Água Doce do Norte is a municipality located in the Brazilian state of Espírito Santo. Its population was 10,909 (2020) and its area is 474 km^{2}. The municipal capital is situated at a height of 200m above sea level. Those born in Água Doce do Norte are called Agua-docences.

== Overview ==

The municipality is currently made up of five districts: Água Doce do Norte, Governador Lacerda de Aguiar, Santa Luzia do Azul, Santo Agostinho and Vila Nelita. The territorial area of Água Doce do Norte was donated by a local farmer named Domingos Marculino to the local population in 1949. In line with popular demand, Domingos Marculino lent his name to the original town. But its current name prevailed after a tradition of those inhabitants of making such a weak coffee as to its taste resembling fresh water more than coffee (fresh water being the translation of "Água Doce").
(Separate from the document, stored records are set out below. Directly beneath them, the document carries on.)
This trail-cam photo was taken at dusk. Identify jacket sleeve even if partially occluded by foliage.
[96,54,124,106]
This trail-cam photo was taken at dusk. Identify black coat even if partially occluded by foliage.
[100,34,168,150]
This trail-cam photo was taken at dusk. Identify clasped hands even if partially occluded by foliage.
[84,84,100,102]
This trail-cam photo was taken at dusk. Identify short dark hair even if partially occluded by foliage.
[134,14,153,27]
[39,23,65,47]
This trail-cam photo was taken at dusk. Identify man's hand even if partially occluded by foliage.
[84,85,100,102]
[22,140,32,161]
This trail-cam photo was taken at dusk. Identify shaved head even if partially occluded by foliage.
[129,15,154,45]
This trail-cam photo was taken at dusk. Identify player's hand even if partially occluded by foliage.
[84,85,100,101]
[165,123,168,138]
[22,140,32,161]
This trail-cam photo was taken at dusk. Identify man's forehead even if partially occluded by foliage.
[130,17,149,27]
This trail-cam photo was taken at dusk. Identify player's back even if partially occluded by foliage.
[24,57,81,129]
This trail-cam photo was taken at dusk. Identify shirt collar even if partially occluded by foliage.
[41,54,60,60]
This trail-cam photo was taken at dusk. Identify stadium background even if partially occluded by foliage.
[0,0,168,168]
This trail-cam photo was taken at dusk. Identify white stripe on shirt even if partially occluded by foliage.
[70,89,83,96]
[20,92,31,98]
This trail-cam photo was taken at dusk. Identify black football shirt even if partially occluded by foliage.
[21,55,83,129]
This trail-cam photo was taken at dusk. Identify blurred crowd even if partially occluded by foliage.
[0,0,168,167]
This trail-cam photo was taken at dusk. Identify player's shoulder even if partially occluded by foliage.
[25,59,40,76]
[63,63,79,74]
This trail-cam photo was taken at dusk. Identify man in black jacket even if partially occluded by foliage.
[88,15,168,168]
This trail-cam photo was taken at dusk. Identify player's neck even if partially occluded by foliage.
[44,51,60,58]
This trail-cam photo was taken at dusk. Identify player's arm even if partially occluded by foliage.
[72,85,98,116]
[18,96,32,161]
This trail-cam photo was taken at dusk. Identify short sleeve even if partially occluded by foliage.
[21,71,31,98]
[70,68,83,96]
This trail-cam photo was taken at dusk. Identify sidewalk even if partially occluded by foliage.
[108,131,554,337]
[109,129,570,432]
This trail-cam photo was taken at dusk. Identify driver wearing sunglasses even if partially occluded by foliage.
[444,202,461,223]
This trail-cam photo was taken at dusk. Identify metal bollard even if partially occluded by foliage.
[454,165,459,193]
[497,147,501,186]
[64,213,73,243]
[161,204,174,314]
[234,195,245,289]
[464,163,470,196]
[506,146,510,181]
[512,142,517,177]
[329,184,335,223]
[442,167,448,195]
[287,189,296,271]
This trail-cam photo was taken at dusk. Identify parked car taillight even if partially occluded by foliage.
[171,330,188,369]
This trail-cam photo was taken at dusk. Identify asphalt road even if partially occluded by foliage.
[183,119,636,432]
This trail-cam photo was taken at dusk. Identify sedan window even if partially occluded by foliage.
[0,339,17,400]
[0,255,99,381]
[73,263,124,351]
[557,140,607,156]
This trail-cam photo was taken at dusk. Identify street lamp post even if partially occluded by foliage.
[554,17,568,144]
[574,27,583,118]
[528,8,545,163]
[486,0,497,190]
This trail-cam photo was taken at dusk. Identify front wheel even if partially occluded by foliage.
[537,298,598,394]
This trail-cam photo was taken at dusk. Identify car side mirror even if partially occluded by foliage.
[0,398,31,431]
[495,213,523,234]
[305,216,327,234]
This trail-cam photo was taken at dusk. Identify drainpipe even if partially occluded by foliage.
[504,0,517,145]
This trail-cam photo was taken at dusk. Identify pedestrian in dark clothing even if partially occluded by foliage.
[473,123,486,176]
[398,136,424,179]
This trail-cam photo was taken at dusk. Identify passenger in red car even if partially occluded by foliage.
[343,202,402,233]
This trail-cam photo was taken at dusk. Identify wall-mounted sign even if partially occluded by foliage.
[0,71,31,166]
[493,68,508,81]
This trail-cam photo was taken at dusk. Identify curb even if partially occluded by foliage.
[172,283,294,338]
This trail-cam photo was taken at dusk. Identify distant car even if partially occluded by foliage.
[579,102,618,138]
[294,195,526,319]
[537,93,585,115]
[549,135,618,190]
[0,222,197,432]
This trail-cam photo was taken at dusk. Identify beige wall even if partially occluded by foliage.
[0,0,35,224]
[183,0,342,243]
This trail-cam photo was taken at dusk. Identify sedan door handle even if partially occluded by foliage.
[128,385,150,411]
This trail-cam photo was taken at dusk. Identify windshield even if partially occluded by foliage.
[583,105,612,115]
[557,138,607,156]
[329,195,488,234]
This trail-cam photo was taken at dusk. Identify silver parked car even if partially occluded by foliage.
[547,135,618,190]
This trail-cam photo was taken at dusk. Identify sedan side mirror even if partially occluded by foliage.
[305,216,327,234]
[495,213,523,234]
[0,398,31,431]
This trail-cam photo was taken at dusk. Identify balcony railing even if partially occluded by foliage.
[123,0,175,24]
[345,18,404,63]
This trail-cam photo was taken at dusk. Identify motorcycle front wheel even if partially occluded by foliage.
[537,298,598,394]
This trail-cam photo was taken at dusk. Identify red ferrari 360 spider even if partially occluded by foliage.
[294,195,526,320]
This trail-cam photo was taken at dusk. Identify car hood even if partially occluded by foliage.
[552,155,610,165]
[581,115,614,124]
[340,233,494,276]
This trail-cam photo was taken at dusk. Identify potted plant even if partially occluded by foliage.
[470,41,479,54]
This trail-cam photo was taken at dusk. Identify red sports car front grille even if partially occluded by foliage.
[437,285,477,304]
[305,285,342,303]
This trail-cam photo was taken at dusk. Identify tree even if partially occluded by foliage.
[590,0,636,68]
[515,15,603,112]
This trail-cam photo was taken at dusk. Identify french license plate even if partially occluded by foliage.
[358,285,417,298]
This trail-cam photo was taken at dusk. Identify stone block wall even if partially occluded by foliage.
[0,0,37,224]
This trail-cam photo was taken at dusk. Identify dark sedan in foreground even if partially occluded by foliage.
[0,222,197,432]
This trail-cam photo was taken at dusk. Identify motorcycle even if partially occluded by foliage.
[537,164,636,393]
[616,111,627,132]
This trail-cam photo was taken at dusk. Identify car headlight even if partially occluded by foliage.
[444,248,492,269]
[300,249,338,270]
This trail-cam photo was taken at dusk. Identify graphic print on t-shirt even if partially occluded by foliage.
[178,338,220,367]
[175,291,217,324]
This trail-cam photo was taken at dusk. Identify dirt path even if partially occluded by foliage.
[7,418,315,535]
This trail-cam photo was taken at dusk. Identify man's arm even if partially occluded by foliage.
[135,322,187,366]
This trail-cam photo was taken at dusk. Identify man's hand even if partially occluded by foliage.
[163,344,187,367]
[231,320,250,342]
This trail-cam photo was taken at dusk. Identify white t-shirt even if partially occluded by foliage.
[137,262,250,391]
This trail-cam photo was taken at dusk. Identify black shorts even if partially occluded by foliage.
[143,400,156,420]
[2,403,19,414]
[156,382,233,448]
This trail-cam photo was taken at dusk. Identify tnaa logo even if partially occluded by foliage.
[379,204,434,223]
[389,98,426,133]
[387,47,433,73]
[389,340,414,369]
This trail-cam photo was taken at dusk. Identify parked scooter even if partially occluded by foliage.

The original village of Água Doce do Norte, which was then part of the municipality of Barra de São Francisco, was founded on 11 October 1949, then soon receiving the status of district in 1951. The locality then was mostly geared towards the production of coffee and the rapid growth it experienced then was because then was the golden age of coffee in Brazil. On 6 May 1988 by the law nº 4066, the municipality was separated from that of Barra de São Francisco. It was then officially installed on 1 January 1989. The official change of name from Água Doce to Água Doce do Norte was made in 1988.